The Fleeting Alpha Scorecard is a semiannual report showing how well outperforming mutual funds from one three-year period continue to outperform thereafter. It combines two other S&P Dow Jones Indices reports, the SPIVA® U.S. Scorecard and the the Persistence Scorecard. The former measures the percentage of active managers that beat their benchmarks across various equity and fixed income categories. The latter shows the likelihood that strong performers in early periods maintain their status relative to other funds in subsequent periods.

For the Fleeting Alpha Scorecard, we first identify funds that beat their benchmarks, based on three-year annualized returns, net-of-fees. We then examine whether these funds continue to outperform during each of the next three one-year periods.
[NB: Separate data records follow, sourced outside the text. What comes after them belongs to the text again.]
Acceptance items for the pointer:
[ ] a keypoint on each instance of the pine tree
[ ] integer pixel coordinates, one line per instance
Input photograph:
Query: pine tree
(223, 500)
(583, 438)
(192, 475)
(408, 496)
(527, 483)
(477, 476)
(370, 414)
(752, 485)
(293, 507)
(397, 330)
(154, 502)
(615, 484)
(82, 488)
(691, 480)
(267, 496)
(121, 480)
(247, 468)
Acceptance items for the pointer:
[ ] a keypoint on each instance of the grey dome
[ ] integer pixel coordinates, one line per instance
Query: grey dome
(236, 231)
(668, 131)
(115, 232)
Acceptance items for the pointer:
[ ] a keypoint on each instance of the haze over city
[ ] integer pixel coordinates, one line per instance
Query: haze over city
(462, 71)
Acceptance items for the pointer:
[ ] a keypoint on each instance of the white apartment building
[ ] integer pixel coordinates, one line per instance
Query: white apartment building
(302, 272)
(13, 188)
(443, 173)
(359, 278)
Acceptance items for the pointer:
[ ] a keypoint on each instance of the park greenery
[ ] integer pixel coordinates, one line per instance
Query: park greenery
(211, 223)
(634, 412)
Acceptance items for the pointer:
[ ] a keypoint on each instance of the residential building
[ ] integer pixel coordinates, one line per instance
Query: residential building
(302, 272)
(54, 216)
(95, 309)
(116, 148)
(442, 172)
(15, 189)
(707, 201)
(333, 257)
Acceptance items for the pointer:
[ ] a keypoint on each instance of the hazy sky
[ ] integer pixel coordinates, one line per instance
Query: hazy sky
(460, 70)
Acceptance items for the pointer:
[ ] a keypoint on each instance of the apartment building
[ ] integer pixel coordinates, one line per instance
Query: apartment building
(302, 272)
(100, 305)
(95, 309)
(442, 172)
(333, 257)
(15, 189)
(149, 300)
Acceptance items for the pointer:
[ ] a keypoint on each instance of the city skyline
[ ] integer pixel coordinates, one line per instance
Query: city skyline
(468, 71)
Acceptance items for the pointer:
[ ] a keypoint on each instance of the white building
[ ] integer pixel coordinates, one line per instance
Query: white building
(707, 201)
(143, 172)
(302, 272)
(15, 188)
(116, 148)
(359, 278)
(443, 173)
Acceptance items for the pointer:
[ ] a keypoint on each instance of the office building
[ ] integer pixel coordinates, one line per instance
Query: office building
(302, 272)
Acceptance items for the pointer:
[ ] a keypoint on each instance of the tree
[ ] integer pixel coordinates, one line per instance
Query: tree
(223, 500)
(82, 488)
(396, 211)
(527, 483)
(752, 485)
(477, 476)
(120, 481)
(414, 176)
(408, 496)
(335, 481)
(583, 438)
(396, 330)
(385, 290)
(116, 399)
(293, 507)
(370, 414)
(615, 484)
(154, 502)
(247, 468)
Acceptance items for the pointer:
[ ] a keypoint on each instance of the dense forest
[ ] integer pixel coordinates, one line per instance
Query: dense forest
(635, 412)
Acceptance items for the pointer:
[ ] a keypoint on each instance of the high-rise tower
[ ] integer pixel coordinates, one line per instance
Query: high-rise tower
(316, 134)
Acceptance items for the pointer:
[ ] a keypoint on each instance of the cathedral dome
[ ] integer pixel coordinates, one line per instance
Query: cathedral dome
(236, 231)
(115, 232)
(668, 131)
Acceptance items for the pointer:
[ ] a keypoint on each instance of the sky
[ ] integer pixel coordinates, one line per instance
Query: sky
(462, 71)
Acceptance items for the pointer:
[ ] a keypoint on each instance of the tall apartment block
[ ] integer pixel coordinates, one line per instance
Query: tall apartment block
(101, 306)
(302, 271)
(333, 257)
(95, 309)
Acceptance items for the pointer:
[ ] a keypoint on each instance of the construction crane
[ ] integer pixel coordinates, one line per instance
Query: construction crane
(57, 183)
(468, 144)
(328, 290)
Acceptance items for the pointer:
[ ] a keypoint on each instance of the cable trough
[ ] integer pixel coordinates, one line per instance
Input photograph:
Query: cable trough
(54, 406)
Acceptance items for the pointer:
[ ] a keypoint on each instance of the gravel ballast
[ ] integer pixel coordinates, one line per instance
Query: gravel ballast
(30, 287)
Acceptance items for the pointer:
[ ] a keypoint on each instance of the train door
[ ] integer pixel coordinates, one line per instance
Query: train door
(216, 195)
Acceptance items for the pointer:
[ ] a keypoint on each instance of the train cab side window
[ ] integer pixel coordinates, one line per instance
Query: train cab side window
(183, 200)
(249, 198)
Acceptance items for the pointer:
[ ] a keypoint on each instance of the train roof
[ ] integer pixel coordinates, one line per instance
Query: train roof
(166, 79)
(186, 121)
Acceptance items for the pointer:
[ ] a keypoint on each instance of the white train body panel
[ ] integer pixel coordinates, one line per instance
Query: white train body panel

Report 1 shows the performance persistence of managers investing in various domestic and international equity categories, based on trailing three-year returns. Of the 18 categories in domestic equity, eight did not show funds with alpha persistence after three years. For example, as of Dec. 31, 2016, roughly 10% of 313 large-cap value funds had outperformed the S&P 500® Value in the previous three years. By the end of 2019, none of these 31 winners had maintained that status for three consecutive years. Of the winners at the end of 2016, just 12.9% of all domestic equity funds beat the S&P Composite 1500® in each of the three following one-year periods.

The vast majority of domestic equity funds showed little outperformance persistence, with notable exceptions in the small- and mid-cap spaces. Improvement in persistence mainly came from the mid-cap growth funds and the small-cap growth funds, in which 67% and 50%, respectively, of the past winners were able to generate positive alpha in the three subsequent one-year periods (in a small sample size).